Rita cerró tras de sí la puerta del dormitorio y se dirigió a su madre:
-Mamá, pero ¿por qué lo has hecho? ¿Qué es lo que ha pasado? ¿es que habéis discutido?
-No. Eso lo hacen todos los días en la tele. Pero allí todo estalla, se rompe en mil pedazos, caen al suelo... allí sí que sale bien...
-Ay mamá, eso es ficción, efectos especiales. Tú no tienes fuerza, o el pez no era macizo, o papá tiene la cabeza muy dura...
Rita miró atentamente a su madre, primero le chispearon los ojos, luego le cosquilleó la nariz y al final estalló en una incontenible carcajada que movía arriba y abajo su flequillo rojo. Al final se tapó la boca con la mano y moviendo la cabeza le preguntó bajando la voz:
-Pero, ¿de verdad querías matarlo?
-No sé -contestó encogiéndose de hombros
Rita llamó a su hermana y le contó a grandes rasgos lo sucedido: "Ven a vigilar a papá que yo me llevo a mamá al psiquiatra". Hizo un par de llamadas a su trabajo y a Roberto, el psiquiatra hermano de su amiga, y cogió del brazo a su madre: "Vamos a ver a Roberto, mamá, y le cuentas por qué has hecho esto".
La sala de espera era pequeña y sólo había un hombre sentado. Tenía el rostro ceñudo, una expresión hosca y un tic nervioso que le hacía mover la cabeza hacia un lado, como si invitara a que se fueran con él. Adela lo miró con hostilidad: no le gustaba. Se acomodaron en dos butacas de una sala como todas las salas de espera: Con su mesita baja llena de revistas prehistóricas y su centro floral. Con sus cuadros de suaves paisajes y el hilo musical. Adela cogió una revista y empezó a ojearla. Venía una entrevista a una diputada de izquierdas que protestaba enérgicamente de que, después de tantos años de lucha, aún no se dieran a la mujer en nuestra sociedad la igualdad de derechos, la igualdad de oportunidades, la libertad de elegir.
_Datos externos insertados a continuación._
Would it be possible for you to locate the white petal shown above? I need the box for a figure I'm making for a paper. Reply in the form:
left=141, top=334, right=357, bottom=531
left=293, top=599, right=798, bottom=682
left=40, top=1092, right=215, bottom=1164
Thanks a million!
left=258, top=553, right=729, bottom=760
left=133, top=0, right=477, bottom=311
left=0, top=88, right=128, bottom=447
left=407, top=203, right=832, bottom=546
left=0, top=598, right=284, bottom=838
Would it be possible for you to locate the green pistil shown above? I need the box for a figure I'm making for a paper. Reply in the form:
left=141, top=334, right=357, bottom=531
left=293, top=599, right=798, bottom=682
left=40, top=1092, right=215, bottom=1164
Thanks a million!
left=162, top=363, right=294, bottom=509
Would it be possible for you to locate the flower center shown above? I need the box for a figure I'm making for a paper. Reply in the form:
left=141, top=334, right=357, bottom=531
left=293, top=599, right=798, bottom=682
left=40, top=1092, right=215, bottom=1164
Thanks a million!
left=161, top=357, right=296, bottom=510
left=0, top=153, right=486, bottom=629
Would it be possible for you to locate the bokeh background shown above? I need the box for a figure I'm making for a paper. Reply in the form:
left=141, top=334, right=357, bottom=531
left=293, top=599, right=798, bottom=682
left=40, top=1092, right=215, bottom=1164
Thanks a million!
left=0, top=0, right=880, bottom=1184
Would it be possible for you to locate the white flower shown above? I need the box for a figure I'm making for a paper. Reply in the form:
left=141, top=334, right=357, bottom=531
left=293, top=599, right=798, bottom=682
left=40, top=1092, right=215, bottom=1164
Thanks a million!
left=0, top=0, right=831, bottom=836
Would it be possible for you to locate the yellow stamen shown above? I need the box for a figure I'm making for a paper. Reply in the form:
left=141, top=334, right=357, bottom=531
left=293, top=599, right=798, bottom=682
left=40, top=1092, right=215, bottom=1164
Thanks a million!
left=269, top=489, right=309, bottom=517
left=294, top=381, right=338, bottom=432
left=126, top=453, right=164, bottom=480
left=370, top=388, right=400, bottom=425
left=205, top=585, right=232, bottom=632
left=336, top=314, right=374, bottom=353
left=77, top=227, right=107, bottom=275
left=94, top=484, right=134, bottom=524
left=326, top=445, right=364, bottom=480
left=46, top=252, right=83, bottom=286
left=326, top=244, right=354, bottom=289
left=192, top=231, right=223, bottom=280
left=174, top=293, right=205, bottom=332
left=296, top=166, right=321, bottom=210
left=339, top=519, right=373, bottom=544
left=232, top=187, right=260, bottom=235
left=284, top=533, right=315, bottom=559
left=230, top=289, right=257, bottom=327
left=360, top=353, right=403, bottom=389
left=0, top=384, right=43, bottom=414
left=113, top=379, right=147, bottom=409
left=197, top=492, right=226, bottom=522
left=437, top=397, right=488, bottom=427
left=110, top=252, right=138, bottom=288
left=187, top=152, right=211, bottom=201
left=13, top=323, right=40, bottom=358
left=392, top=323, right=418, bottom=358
Que todavía imperara la discriminación de sexos, el machismo... y que en los hogares la dominación de la mujer siguiera siendo el pan de cada día. Adela cogió del brazo a su hija y en voz baja, señalando con el dedo lo que aseveraba aquella mujer, le dijo:
-Lo he hecho por esto.
Rita la miraba entre la incredulidad y el pasmo. Adela dejó la revista y miró con desagrado al hombre del tic nervioso que ahora movía también una pierna disparando el pie hacia fuera. Frunció el ceño y fijó su vista en el centro de flores posado sobre la mesa. Eran artificiales, pero muy bien imitadas y había una variedad de rosas, amapolas, clavelitos y, destacando entre todas, unas margaritas blancas, grandes, con una gran corola amarilla. Adela se fue directamente a ellas y cogió una, pero Rita, de un salto, se puso a su lado y se la quitó suavemente devolviéndola a su sitio, mientras le decía:
-Cuidado mamá. Pese a su angelical aspecto, las margaritas no son inocentes.